An apartment complex in Bangalore, India.
With fair amount of shared history and strong opinions, it is natural to see conflicts in the apartment society. This one was epic. It was about extending the rain water harvesting capacity. Let me spare the details and focus on real story.
Murthy uncle was furious. “What does THAT man think of himself?”
I was puzzled. He was talking about another resident, on the other side of the conflict.
“Do you know that he called me nutty uncle? Do you even know what is nutty? It means mad.”
I was quiet.
“Do you get it? An old mad man”
I said , “That is outrageous! Did he really say that? When and where?”
“I do not know. I was told that it was written on WhatsApp. I do not use smart phone at all. ”
He was still upset ,”So what! Now the whole colony thinks I am nutty.”
I was beginning to understand what happened. That man had written something about Murthy uncle on WhatsApp group of the neighborhood. That bloody Android auto-correct changed “Murthy” to “Nutty”.
“Uncle, I think it is a misunderstanding. He might have typed correctly, but it auto-corrected”
“what do you mean? Murthy was wrong and Nutty is correct !? It is not auto-correct. It is auto-wrong or something”
I apologized and tried to pull out my own smart phone.
“Let me demonstrate it”.
When I demonstrated on my phone, it didn’t auto-correct to ‘Nutty’. It auto-corrected to ‘Murphy’.
“See, you were wrong. The actual auto-correction showed a wise man Murphy. So changing to nutty was a deliberate mischief !”
Now I am lost. While you read about vague predictions on how AI could wreck the society, I am giving a real life concrete example. That of the apartment society 🙂
It is so hard to understand and explain AI – the new buzz of Artificial Intelligence and Machine Learning.
Machine Learning is a complex area. It is much worse due to the hype. It has to bear the brunt for much higher expectations.
You have an/set of intelligent algorithm(s). There are ‘models’, ‘features’ and ‘data sets’, ‘linear regression’, ‘logistic regression’, ‘neural network’. After all these, the behavior of the system depends upon ‘training set’, ‘test set’ and ‘online learning’. There is very less predictability and almost no ‘reproducibility’. The same algorithm output could differ based on training set and the sequence of training data.
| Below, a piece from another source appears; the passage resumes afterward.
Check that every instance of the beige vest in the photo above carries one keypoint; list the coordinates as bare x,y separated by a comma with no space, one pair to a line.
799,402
Coming to NLP (Natural Language Processing), again there are specific algorithms. As the technology Review states ‘here’, ‘word distance’ tells that “Harvard” is very close to “Garbage”. Now you can imagine the results for countless other scenarios and contexts.
Hope you are able to relate to the problem. This will continue to be generic problem for all of AI and “situation awareness” including self driving cars.
AI is about intelligence and logic. Much less about ‘wisdom’. How to add wisdom to Artificial Intelligence? You need to model them as features and make the system learn as additional ‘intelligence’. There is no other way.
As long as this stays true, humans will continue to be relevant in the quest for replacing everything human. So my survival guide – try to hold on to things and skills that can not be modeled into AI. What AI would get more is intelligence. But wisdom has many more dimensions (features in AI models) than computing can practically reach? Could we somehow make sure that we stay wise, not just intelligent?
Some food for thought on AI and… how to stay relevant human 10 years down the line.